III. «Ну полно же, сердце, ребячиться…»

Ну полно же, сердце, ребячиться, Пора тебе взрослым стать. Не беда, что сегодня плачется, Улыбнешься опять. Мои брови тоже нахмурены, Пепельница полна, И в комнате очень накурено. Это твоя вина.

IV. «Сердце, сожмись в комочек…»

Сердце, сожмись в комочек, Тише кровинки мерь. В жизни твоих полномочий Не признают теперь. Прячут тебя под платьем, Прячут под слоем слов. Только в долгом объятье Вслушиваются в твой зов. Если же нет горячих Нежных и нужных рук — Бедный мышонок мой, прячься, Чтобы не выдал стук.

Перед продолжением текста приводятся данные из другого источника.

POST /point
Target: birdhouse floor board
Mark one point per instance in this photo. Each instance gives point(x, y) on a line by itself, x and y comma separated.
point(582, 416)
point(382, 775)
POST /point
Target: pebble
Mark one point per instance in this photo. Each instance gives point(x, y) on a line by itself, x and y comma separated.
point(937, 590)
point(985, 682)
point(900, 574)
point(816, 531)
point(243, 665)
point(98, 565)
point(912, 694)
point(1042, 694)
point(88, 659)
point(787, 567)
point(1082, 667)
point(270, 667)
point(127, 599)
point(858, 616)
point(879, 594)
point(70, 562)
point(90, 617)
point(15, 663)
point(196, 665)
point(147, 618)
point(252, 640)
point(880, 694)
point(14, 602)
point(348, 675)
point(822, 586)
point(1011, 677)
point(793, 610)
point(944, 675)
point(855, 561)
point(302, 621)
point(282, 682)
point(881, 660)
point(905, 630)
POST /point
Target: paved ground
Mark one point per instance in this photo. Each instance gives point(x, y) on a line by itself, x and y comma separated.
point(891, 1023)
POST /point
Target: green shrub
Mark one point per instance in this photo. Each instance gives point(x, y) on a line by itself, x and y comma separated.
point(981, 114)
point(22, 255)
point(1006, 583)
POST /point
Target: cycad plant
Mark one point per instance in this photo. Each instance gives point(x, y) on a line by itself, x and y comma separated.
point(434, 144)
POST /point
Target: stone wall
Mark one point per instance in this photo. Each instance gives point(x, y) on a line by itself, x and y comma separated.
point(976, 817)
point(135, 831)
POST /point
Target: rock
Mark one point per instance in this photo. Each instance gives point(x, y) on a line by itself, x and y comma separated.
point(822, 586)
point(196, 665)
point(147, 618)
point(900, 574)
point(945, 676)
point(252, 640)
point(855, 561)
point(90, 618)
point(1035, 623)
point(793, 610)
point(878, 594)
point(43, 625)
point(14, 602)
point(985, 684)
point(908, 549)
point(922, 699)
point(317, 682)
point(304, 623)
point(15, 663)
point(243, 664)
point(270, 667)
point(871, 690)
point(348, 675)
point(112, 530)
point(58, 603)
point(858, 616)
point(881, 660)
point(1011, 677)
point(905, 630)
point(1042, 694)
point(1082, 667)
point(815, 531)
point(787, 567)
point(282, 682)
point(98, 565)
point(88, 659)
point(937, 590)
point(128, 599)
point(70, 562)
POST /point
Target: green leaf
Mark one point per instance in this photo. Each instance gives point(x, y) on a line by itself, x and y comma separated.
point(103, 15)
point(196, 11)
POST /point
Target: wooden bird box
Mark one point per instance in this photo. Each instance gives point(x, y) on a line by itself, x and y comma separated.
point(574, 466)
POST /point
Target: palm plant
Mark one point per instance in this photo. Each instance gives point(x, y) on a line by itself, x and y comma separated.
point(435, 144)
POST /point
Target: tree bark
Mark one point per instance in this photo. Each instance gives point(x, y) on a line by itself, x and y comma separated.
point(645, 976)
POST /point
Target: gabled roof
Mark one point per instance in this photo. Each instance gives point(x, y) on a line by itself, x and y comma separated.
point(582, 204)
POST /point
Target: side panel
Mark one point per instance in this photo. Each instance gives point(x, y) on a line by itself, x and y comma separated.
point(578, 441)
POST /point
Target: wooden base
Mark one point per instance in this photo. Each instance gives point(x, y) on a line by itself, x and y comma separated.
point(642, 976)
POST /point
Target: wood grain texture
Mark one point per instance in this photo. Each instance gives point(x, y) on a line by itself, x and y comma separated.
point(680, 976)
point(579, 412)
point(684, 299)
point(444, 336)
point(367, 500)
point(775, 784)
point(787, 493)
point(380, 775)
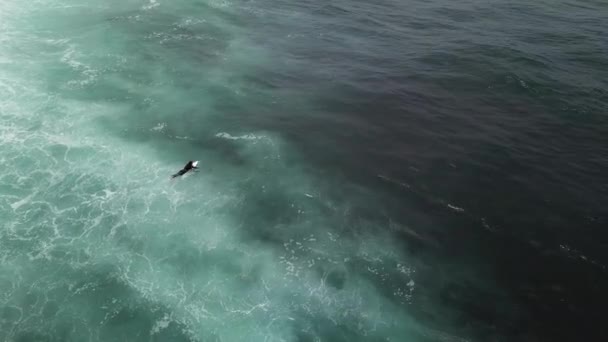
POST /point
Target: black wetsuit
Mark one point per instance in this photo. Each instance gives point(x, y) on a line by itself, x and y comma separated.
point(186, 168)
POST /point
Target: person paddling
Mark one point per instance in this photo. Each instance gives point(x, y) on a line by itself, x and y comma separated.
point(192, 165)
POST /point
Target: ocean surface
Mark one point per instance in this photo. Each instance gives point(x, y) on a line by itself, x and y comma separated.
point(411, 170)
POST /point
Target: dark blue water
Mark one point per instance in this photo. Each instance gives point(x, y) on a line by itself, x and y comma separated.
point(386, 171)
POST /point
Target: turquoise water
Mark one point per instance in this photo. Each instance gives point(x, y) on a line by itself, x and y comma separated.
point(102, 102)
point(329, 205)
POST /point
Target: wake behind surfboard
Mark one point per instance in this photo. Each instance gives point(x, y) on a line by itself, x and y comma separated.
point(191, 165)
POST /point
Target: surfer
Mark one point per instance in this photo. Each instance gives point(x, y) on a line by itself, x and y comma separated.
point(192, 165)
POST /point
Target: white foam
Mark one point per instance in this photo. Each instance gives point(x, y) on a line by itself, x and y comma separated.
point(241, 137)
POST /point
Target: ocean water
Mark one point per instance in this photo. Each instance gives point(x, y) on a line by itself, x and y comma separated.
point(370, 170)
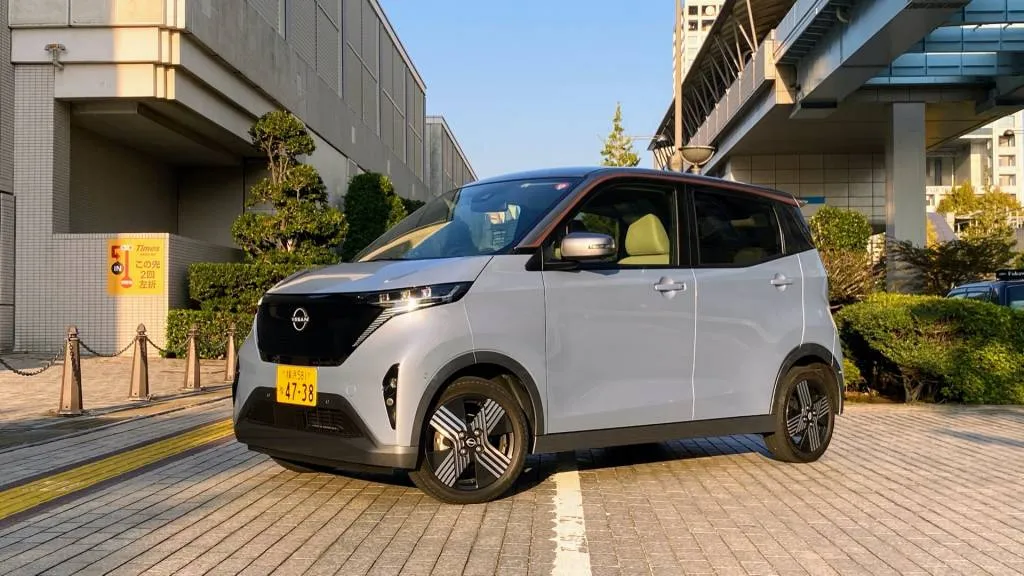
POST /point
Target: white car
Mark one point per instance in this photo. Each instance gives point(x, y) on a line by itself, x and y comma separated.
point(545, 312)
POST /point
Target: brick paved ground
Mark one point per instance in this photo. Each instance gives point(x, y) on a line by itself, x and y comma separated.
point(927, 490)
point(30, 401)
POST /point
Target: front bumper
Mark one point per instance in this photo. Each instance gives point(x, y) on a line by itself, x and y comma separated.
point(329, 435)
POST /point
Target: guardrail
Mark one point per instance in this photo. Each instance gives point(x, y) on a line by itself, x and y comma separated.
point(71, 358)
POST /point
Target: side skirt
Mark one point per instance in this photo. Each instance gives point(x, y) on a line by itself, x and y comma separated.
point(656, 433)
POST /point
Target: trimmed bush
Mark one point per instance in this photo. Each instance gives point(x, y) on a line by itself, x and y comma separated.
point(211, 340)
point(235, 286)
point(926, 347)
point(839, 229)
point(371, 208)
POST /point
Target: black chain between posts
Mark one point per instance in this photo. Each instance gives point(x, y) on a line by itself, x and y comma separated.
point(57, 358)
point(115, 355)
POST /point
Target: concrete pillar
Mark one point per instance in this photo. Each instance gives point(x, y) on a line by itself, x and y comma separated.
point(905, 200)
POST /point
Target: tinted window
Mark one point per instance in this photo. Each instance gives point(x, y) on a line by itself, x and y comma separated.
point(735, 230)
point(1015, 297)
point(639, 217)
point(473, 220)
point(798, 235)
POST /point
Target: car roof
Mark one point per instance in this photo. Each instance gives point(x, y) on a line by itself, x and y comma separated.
point(585, 171)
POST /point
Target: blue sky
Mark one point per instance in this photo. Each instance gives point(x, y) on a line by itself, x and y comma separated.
point(534, 83)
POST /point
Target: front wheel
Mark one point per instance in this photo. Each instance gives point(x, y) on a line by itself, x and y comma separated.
point(474, 446)
point(805, 416)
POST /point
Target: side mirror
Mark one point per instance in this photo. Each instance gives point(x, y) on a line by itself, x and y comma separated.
point(588, 246)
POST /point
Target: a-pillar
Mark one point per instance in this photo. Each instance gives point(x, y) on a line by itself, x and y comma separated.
point(905, 200)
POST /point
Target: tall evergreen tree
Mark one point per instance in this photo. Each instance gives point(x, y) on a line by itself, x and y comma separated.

V. «Ну как-нибудь мы проживем…»

Ну как-нибудь мы проживем, Не как другие, а по-своему, С моим нахмуренным лицом, С твоими, сердце, перебоями. Раз счастья нам не суждено, Довольны будем самой малостью, И в сущности не все ль равно: Любовью жить нам или жалостью.

Колыбельная

Спи, моя девочка маленькая, Алая моя коралинка. Хрупкая моя бусинка, Крошечная, малюсенькая, Родинка моя, ненаглядинка, Сладкая моя виноградинка, Воркотунья моя гулинька, Шалунья моя капризулинька… Не буду пугать тебя букою, Я сказкой тебя убаюкаю: О месяце — золотом мячике — И облачке — белом зайчике… …………………………………… Ах, нет тебя, дочка, и не было, Это сердце тебя потребовало. Выдумало тебя и нянчится, Зато хоть ночью не плачется.

Дождь

За каплей капля с крыши в желоб, С листа на лист и с листьев наземь. Воркует сизый дождь, как голубь, Полузакрыв глаза в экстазе. В изнеможенье нежном тужит И машет влажными крылами, И брызжет, брызжет жемчугами На стебли, стекла, листья, лужи… Шуршит листва промокшей шалью, Шумит широкою печалью. Звеня, ползут по стеклам струи, Тоскуя и взыскуя всуе.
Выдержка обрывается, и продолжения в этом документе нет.